Okay I tried the next one, not sure if I've mucked up but I define $C_{\mu \nu}:= \partial_{\mu} A_{\nu}$ and then $\partial^{\mu} A^{\nu} = \eta^{\mu \sigma} \eta^{\nu \rho} C_{\sigma \rho}$, and by extension$$F^{\mu \nu} = \eta^{\mu \sigma} \eta^{\nu \rho}(C_{\sigma \rho} - C_{\rho \sigma})$$ and also$$F_{\alpha \beta} = \delta^{\sigma}_{\alpha} \delta^{\rho}_{\beta} (C_{\sigma \rho} - C_{\rho \sigma}) = C_{\alpha \beta} - C_{\beta \alpha}$$then $$\frac{\partial}{\partial C_{\alpha \beta}} \left( -\frac{1}{4} F^{\mu \nu} F_{\mu \nu}\right) = -\frac{1}{4} \eta^{\mu \sigma} \eta^{\nu \rho} \frac{\partial}{\partial C_{\alpha \beta}} \left( C_{\sigma \rho} C_{\mu \nu} - C_{\rho \sigma} C_{\mu \nu} - C_{\sigma \rho} C_{\nu \mu} + C_{\rho \sigma}C_{\nu \mu} \right)$$Does that look okay so far? I'll try and finish it when I get back

Yes, although I don't know that it will help to have multiplied out the two terms.

 

[etotheipi]

Ohh, alright, I'm being slightly thick again.
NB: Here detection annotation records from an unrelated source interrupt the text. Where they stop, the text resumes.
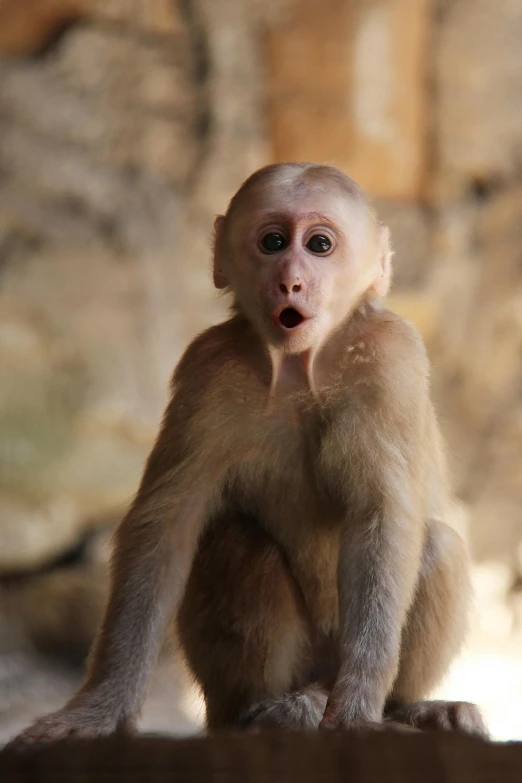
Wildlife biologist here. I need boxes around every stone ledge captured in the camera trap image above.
[0,732,522,783]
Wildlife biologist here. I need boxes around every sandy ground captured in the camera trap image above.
[0,568,522,746]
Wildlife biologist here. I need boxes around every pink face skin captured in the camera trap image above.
[216,182,382,354]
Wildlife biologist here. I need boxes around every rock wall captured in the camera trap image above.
[0,0,522,740]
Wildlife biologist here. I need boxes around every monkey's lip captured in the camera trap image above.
[274,306,307,332]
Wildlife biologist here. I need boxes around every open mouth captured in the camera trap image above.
[278,307,304,329]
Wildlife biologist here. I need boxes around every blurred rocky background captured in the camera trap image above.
[0,0,522,744]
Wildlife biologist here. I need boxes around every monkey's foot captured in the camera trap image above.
[7,708,132,752]
[240,685,328,731]
[386,701,489,739]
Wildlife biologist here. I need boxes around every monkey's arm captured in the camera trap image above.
[322,340,427,728]
[10,346,225,742]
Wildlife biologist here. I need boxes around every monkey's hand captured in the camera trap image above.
[6,702,135,752]
[319,687,418,734]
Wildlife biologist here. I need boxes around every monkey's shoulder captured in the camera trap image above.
[340,310,430,394]
[171,318,259,395]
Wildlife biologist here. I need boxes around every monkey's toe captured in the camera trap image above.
[386,701,489,739]
[240,686,328,731]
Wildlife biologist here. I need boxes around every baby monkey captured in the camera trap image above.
[11,163,486,742]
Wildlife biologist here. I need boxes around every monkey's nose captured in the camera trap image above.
[279,283,301,294]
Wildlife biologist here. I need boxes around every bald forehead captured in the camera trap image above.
[229,171,373,230]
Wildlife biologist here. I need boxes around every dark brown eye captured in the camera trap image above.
[261,231,286,253]
[306,234,332,253]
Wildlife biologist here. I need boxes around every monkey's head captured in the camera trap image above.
[214,163,391,353]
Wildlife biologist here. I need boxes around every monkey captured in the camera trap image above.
[10,163,487,743]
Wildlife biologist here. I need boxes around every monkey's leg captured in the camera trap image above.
[385,522,487,736]
[178,513,326,730]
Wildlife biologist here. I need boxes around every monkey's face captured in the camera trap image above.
[217,182,379,353]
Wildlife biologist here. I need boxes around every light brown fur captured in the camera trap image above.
[8,165,485,741]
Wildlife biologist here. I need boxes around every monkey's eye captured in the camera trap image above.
[306,234,332,253]
[261,231,286,253]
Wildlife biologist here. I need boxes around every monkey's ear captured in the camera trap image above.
[213,215,229,288]
[372,223,393,297]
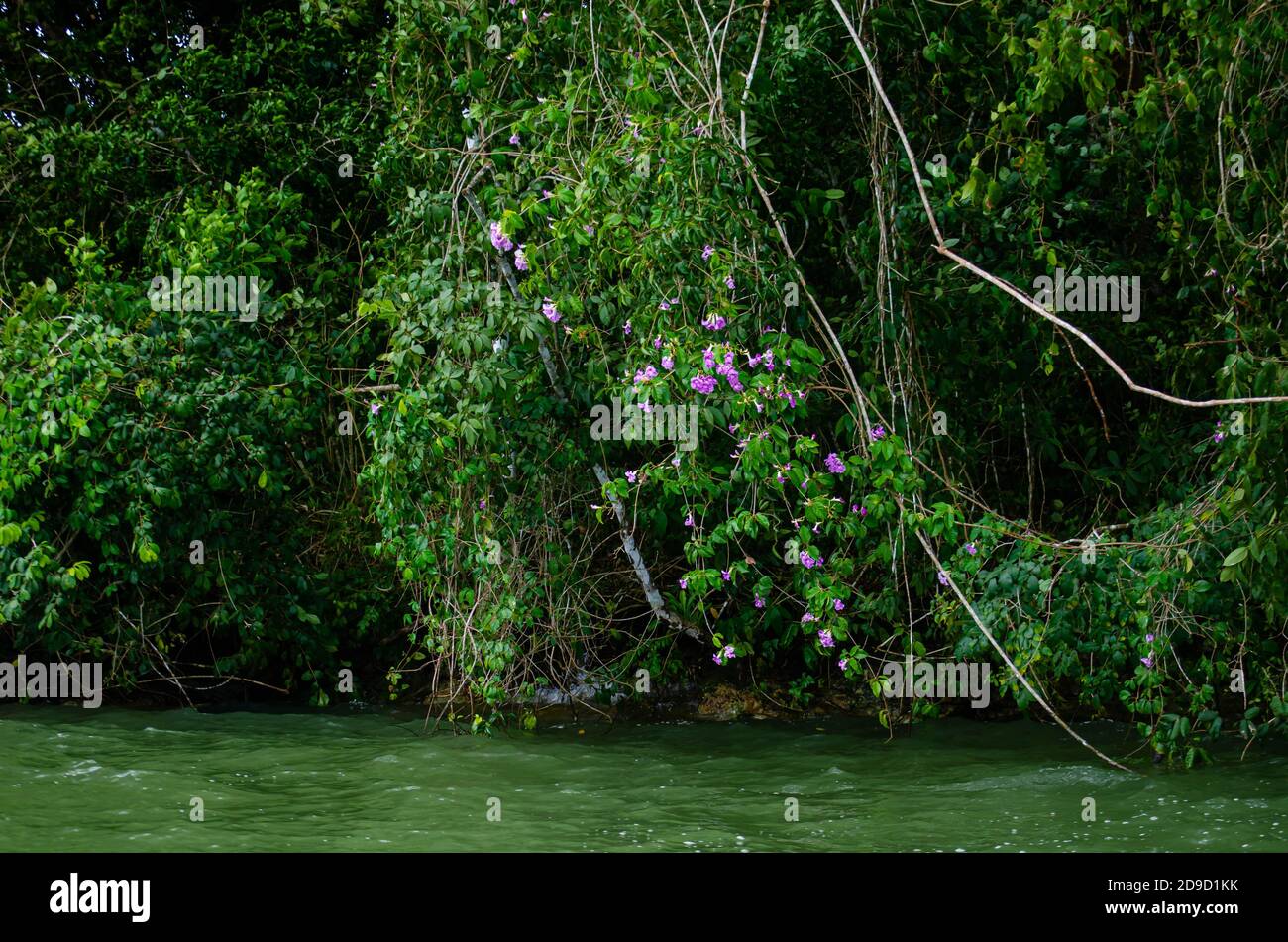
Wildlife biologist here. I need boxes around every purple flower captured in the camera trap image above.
[489,223,514,253]
[690,373,716,396]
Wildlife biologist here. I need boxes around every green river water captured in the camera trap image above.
[0,706,1288,852]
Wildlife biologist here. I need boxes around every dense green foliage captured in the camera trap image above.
[0,0,1288,762]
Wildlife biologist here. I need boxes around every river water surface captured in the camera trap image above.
[0,706,1288,852]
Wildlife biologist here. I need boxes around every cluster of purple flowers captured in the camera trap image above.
[690,373,716,396]
[716,350,743,392]
[490,223,514,253]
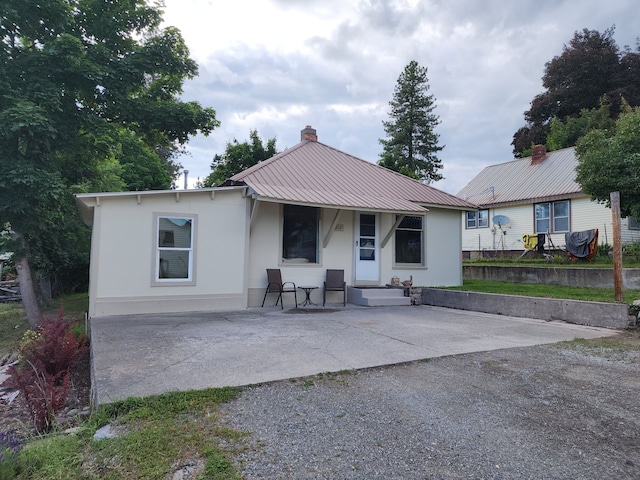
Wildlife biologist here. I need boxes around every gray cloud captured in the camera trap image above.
[166,0,640,193]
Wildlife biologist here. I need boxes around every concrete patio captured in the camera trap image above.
[91,305,617,405]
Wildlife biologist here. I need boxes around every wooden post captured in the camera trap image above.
[609,192,624,302]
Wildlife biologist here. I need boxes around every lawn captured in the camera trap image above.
[0,388,244,480]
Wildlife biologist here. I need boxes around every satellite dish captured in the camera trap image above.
[493,215,511,227]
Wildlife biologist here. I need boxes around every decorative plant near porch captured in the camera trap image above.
[5,308,88,432]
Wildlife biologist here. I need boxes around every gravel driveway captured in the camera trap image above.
[220,336,640,479]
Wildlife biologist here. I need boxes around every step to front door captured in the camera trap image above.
[347,287,411,307]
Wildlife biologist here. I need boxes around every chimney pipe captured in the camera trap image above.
[300,125,318,142]
[531,145,547,165]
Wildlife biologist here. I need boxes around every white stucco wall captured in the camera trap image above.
[248,202,462,306]
[83,189,462,317]
[83,190,248,316]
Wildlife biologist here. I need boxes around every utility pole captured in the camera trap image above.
[609,192,624,303]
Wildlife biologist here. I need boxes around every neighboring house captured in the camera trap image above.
[457,145,640,257]
[76,127,475,316]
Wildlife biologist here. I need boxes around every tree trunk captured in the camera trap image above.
[16,256,42,328]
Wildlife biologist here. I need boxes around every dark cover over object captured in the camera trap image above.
[564,229,598,258]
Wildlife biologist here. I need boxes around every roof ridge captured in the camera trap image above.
[228,140,312,181]
[304,142,471,203]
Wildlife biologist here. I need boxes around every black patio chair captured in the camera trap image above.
[322,269,347,307]
[262,268,298,310]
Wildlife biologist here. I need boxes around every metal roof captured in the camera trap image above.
[457,148,585,207]
[224,140,477,213]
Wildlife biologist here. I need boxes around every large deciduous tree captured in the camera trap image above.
[378,60,444,183]
[203,130,278,187]
[576,107,640,218]
[511,27,640,157]
[0,0,218,325]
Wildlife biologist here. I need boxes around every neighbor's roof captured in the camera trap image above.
[457,148,584,207]
[224,140,477,213]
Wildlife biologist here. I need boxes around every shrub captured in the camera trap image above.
[5,309,88,432]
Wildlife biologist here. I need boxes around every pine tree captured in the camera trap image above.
[378,60,444,183]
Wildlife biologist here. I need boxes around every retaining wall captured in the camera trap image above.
[422,288,636,329]
[462,265,640,290]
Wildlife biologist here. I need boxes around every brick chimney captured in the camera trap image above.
[300,125,318,142]
[531,145,547,165]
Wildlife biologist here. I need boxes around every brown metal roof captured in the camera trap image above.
[458,148,584,207]
[225,140,477,212]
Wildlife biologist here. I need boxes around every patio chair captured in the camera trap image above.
[322,269,347,307]
[262,268,298,310]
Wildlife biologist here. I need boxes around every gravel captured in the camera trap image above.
[219,346,640,479]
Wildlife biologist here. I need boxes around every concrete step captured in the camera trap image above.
[347,287,411,307]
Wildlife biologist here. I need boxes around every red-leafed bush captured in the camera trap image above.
[5,310,88,432]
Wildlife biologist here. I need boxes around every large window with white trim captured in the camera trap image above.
[534,200,570,233]
[395,215,424,265]
[155,214,195,284]
[282,205,320,263]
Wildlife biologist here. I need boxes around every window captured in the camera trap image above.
[395,215,424,265]
[466,210,489,228]
[282,205,320,263]
[534,200,569,233]
[155,215,195,284]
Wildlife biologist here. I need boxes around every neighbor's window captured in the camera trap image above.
[466,210,489,228]
[395,215,424,265]
[155,215,194,283]
[534,200,569,233]
[282,205,320,263]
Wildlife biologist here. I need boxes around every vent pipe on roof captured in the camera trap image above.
[300,125,318,142]
[531,145,547,165]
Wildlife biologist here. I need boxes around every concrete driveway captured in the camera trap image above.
[91,306,617,404]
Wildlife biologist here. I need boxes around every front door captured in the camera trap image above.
[355,213,380,285]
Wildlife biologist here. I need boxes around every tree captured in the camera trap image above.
[378,60,444,183]
[576,106,640,218]
[203,130,278,187]
[511,27,640,157]
[546,102,615,152]
[0,0,219,325]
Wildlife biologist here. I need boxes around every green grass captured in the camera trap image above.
[15,388,243,480]
[0,302,29,357]
[446,280,640,304]
[0,293,89,357]
[555,332,640,362]
[462,253,640,268]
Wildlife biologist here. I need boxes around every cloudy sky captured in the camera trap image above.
[164,0,640,194]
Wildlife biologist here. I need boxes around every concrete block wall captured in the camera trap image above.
[422,288,636,329]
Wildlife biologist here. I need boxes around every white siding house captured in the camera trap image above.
[458,146,640,257]
[76,127,476,316]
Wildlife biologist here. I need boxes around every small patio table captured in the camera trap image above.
[298,286,318,307]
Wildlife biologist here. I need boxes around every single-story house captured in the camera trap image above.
[76,127,477,316]
[457,145,640,257]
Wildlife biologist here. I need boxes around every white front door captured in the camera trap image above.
[355,213,380,284]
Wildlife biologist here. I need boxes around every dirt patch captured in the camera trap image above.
[220,333,640,479]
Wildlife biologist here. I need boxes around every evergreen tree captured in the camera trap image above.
[378,60,444,183]
[511,27,640,157]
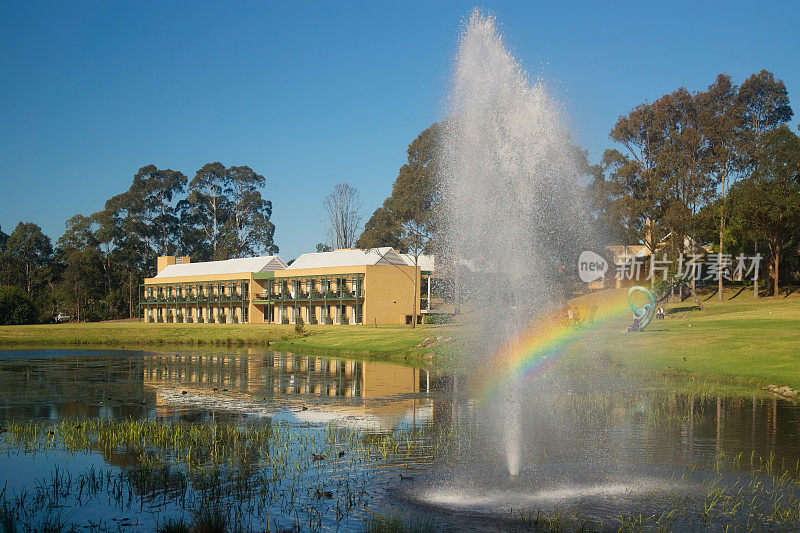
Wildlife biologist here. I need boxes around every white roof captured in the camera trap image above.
[288,246,406,270]
[397,254,436,272]
[156,255,286,278]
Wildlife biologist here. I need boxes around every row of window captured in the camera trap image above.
[262,276,364,298]
[145,305,250,323]
[144,281,250,300]
[264,303,364,324]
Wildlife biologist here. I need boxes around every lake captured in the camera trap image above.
[0,348,800,531]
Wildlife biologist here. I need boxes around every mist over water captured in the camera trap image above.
[438,11,587,475]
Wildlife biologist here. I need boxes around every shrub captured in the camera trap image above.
[0,286,39,325]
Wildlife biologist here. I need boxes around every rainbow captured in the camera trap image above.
[474,291,631,400]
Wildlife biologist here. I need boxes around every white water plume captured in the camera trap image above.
[438,11,586,475]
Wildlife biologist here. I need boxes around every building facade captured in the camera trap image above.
[139,248,421,325]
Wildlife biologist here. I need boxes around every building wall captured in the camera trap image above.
[364,265,420,325]
[144,265,420,325]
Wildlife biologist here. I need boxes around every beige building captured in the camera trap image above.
[139,248,420,325]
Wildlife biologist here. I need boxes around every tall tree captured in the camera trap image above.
[731,125,800,297]
[322,183,362,248]
[186,162,229,257]
[356,204,407,252]
[603,104,666,253]
[106,165,186,259]
[225,166,278,257]
[698,74,743,300]
[357,123,441,252]
[6,222,53,296]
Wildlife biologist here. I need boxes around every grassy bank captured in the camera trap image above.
[0,321,447,363]
[577,291,800,389]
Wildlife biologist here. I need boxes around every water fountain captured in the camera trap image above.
[439,11,587,476]
[396,11,696,524]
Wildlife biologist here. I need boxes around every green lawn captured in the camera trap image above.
[572,291,800,389]
[0,321,446,362]
[0,291,800,389]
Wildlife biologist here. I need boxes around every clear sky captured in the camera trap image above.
[0,0,800,260]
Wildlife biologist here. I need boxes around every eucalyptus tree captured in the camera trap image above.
[603,104,668,253]
[357,123,441,252]
[186,162,230,258]
[698,74,743,300]
[731,124,800,297]
[322,183,362,248]
[6,222,53,296]
[106,165,186,259]
[224,166,278,257]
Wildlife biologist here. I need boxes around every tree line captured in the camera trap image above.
[0,162,278,324]
[356,70,800,298]
[589,70,800,299]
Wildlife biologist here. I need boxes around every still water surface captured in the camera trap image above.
[0,349,800,531]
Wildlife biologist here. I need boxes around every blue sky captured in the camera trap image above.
[0,1,800,259]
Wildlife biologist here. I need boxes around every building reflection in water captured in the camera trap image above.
[0,348,800,464]
[143,353,440,430]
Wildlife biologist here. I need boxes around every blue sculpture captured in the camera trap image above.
[628,285,656,331]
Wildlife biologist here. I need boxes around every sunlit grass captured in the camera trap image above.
[0,321,450,362]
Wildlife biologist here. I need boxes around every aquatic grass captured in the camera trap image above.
[0,419,456,531]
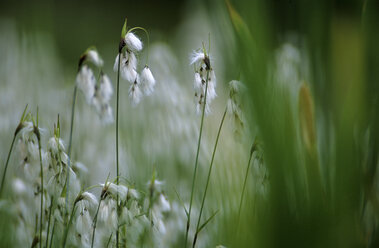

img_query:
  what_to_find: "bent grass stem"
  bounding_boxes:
[65,84,78,209]
[192,109,227,247]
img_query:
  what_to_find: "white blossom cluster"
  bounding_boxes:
[113,32,156,106]
[2,117,186,247]
[76,48,113,123]
[7,118,81,247]
[190,51,217,114]
[227,80,245,138]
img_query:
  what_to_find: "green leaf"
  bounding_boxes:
[121,18,127,39]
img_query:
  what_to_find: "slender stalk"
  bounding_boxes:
[46,220,56,248]
[34,128,44,248]
[65,84,78,209]
[45,196,54,248]
[116,51,121,247]
[91,197,103,248]
[106,233,113,248]
[237,142,256,225]
[184,70,209,247]
[0,133,16,197]
[192,109,227,247]
[62,201,76,248]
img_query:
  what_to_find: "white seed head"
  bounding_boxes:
[120,52,137,83]
[96,74,113,103]
[76,208,92,234]
[20,121,34,141]
[140,66,155,95]
[190,51,205,65]
[87,50,104,67]
[82,192,99,208]
[76,65,96,103]
[125,32,143,51]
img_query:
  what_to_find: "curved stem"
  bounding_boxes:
[184,71,209,247]
[0,134,16,197]
[66,84,78,209]
[192,109,227,247]
[46,220,56,248]
[237,142,255,226]
[126,27,150,65]
[116,52,121,247]
[37,125,44,248]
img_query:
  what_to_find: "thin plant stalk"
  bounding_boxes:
[0,105,28,198]
[62,201,77,248]
[65,84,78,209]
[192,109,227,247]
[0,133,16,197]
[34,111,44,248]
[237,142,256,226]
[91,197,103,248]
[45,196,54,248]
[184,71,209,247]
[46,220,56,248]
[116,51,121,247]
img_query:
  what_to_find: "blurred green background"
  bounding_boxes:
[0,0,379,247]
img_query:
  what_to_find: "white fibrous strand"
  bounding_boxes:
[76,65,96,103]
[86,50,104,67]
[129,75,143,106]
[125,32,143,52]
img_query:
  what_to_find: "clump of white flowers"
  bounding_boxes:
[113,18,156,106]
[227,80,245,138]
[190,48,217,114]
[76,47,113,123]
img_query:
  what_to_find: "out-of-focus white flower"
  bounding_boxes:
[76,65,96,103]
[76,208,92,234]
[140,65,155,95]
[190,47,217,114]
[125,32,143,51]
[47,137,65,155]
[129,75,143,106]
[20,121,34,141]
[12,178,27,195]
[86,49,104,67]
[190,51,205,65]
[158,194,171,212]
[100,183,129,201]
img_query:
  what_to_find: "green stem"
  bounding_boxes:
[192,109,227,247]
[91,198,103,248]
[46,220,56,248]
[184,70,209,247]
[126,27,150,65]
[116,51,121,247]
[46,199,54,248]
[65,84,78,209]
[0,134,16,198]
[37,136,43,248]
[62,201,76,248]
[237,142,255,226]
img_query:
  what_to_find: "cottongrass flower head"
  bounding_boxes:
[227,80,245,138]
[190,48,217,114]
[76,47,113,124]
[113,20,156,106]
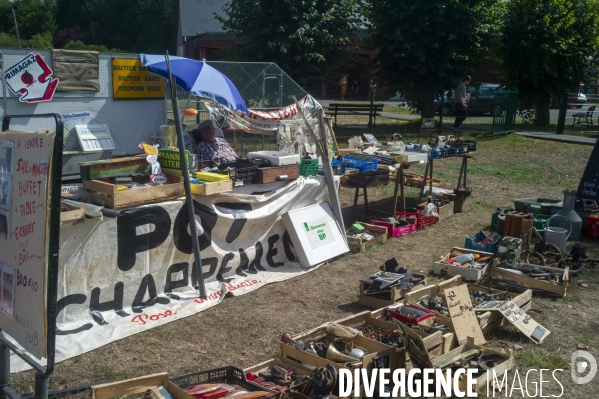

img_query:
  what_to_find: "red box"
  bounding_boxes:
[370,219,418,237]
[395,208,439,230]
[587,216,599,238]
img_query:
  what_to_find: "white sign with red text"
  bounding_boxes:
[0,132,54,359]
[4,53,58,103]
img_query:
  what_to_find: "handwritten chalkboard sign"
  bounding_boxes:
[576,140,599,203]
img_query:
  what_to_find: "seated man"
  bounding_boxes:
[191,119,237,166]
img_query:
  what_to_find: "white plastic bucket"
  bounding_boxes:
[545,227,570,253]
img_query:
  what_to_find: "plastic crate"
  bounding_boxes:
[395,212,439,230]
[331,158,345,175]
[171,366,274,392]
[587,216,599,238]
[299,159,318,176]
[218,159,258,186]
[343,155,379,172]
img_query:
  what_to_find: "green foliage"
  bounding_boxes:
[496,0,599,124]
[56,0,175,54]
[0,0,56,40]
[63,40,123,53]
[217,0,359,86]
[0,33,52,49]
[365,0,497,96]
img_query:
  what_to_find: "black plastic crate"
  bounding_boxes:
[171,366,274,393]
[218,158,258,186]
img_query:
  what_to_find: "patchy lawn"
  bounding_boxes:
[12,133,599,399]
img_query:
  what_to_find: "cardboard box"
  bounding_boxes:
[433,247,493,282]
[358,273,427,309]
[92,373,195,399]
[431,337,514,392]
[280,327,398,372]
[346,222,387,254]
[83,180,183,209]
[243,359,312,399]
[490,265,570,296]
In that case,$$\begin{align*}\frac{\partial}{\partial C_{\alpha \beta}} \left( -\frac{1}{4} F^{\mu \nu} F_{\mu \nu}\right) &= -\frac{1}{4} \eta^{\mu \sigma} \eta^{\nu \rho} \frac{\partial}{\partial C_{\alpha \beta}} \left((C_{\sigma \rho} - C_{\rho \sigma})(C_{\mu \nu} - C_{\nu \mu})\right) \\

&= -\frac{1}{4} \eta^{\mu \sigma} \eta^{\nu \rho} \cdot 2(C_{\sigma \rho} - C_{\rho \sigma})(\delta^{\alpha}_{\mu} \delta^{\beta}_{\nu} - \delta^{\alpha}_{\nu} \delta^{\beta}_{\mu})\\

&= - \eta^{\mu \sigma} \eta^{\nu \rho} (C_{\sigma \rho} - C_{\rho \sigma}) = -F^{\mu \nu}\end{align*}$$Yeah... I think I need a bit more practice . Thanks for the example!

 

[vanhees71]

I think, it's easier to work directly with the variations in such cases of multi-indexed quantities:
$$\delta (F^{\mu \nu} F_{\mu \nu})=2 F^{\mu \nu} \delta F_{\mu \nu}=4 F^{\mu \nu} \delta (\partial_{\mu} A_{\nu})$$
Now doing an integration by parts for the action,
$$S[A]=\int \mathrm{d}^4 x \left (-\frac{1}{4} F^{\mu \nu} F_{\mu \nu}-j^{\nu} A_{\nu} \right),$$
you get
$$\delta S[A]=\int \mathrm{d}^4 x \delta A_{\nu} \left (+\partial_{\mu} F^{\mu \nu} - j^{\nu} \right )\stackrel{!}{=}0 \; \Rightarrow \; \partial_{\mu} F^{\mu \nu} = j^{\nu}.$$
These are the inhomogeneous Maxwell equations as desired.